As a third factor which explains Spain’s underdevelopment in many aspects and the reason why the crisis is battering the country more than in other developed nations is the non-functionality and almost congenital uselessness of our administration. Wading through bureaucracy in Spain is a nightmare. The legal system is paralyzed, registering a company is a much more arduous task than in anywhere else in the world and taxes are high, complex and not at all related to the dynamism of the business world. Without an agile, efficient and responsible administration, which is currently lacking, it will be very difficult to compete in a global world with large economies like the English-speaking ones, which have much more prepared and efficient administrations, capable of coming up with solutions and adapting to the times. There are too many unions in Spain’s administration, while more work, discipline and a feeling of duty is missing.

It might seem reactionary to state things like this, but it is the pure truth. It takes nearly seven weeks to start and register a business, while in the rest of the developed world – Northern Europe and the United States, for example – it is a matter of days. Besides, three million government officials for a country like Spain is ridiculous; the majority are not needed. More rationality and work is necessary in order to be more efficient in the global world.


And then there is the rigidity of the workforce. In times of crisis it is necessary to loosen up the workforce, make layoffs easier and cheaper and also be able to create a system that allows for quick, cheap and agile hiring. During a period in which numerous labor markets that are more competitive than Spain’s are emerging throughout the world, our economy urgently demands a profound restructuring of the work force, no matter how much our unions might not like it, and how much some residual political forces might tenaciously oppose it. It just makes it clear that they are not in touch with reality. This labor reform is necessary already, and we cannot waste any more time because the rigidity of this market is one of its shortcomings that explain our lack of competitiveness. The true crisis is competitiveness, including that of our political leaders when it is time to manage the current situation.

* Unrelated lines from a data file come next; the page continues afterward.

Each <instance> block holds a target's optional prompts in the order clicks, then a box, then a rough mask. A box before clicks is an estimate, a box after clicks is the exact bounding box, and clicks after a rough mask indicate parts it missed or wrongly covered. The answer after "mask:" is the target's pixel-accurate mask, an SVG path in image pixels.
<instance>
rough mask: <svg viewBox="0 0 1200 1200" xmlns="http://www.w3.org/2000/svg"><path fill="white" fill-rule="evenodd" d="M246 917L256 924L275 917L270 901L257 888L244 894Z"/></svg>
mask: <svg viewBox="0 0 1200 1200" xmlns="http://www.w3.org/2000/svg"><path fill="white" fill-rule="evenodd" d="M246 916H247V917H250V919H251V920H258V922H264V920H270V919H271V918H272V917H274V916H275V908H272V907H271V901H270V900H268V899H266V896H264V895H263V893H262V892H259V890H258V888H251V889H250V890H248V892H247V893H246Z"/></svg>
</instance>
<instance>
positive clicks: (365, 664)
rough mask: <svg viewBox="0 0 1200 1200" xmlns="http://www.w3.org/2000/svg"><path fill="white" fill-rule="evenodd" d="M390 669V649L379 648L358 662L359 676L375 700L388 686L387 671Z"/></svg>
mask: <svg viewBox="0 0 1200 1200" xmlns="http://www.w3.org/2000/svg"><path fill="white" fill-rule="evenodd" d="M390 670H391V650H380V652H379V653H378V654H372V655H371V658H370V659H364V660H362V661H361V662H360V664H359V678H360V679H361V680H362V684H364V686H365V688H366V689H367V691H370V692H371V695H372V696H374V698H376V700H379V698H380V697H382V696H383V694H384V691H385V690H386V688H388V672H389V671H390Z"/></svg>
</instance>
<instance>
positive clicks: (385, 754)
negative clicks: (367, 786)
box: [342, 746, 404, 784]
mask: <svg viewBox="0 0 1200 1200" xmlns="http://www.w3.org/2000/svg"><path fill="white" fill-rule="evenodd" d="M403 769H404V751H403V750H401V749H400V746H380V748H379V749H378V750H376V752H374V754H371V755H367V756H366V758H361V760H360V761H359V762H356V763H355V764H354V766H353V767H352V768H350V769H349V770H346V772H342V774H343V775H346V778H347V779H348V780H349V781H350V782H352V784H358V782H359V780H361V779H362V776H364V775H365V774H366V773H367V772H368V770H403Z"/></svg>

And lastly, a much more entrepreneurial, dynamic and business social culture is needed in Spain; there are too many government employees and people applying to public jobs and not enough businessmen and entrepreneurs. This career path needs to be promoted in our society, and the public powers must show some understanding towards these often neglected and even misunderstood collectives. The treatment that self-employed workers are subject to in Spain’s administration is absolutely shameful. And what can be said about the businessmen? They continue to be demonized by an outdated and archaic culture that tends to portray them exploiting other classes and as caricatures of terrible whip-brandishing masters. As a fundamental part of the economic structure, SMEs and self-employed workers must be supported with tax breaks and more facilities. There are too many government employees in Spain, and not enough businessmen to start bringing about some profound change.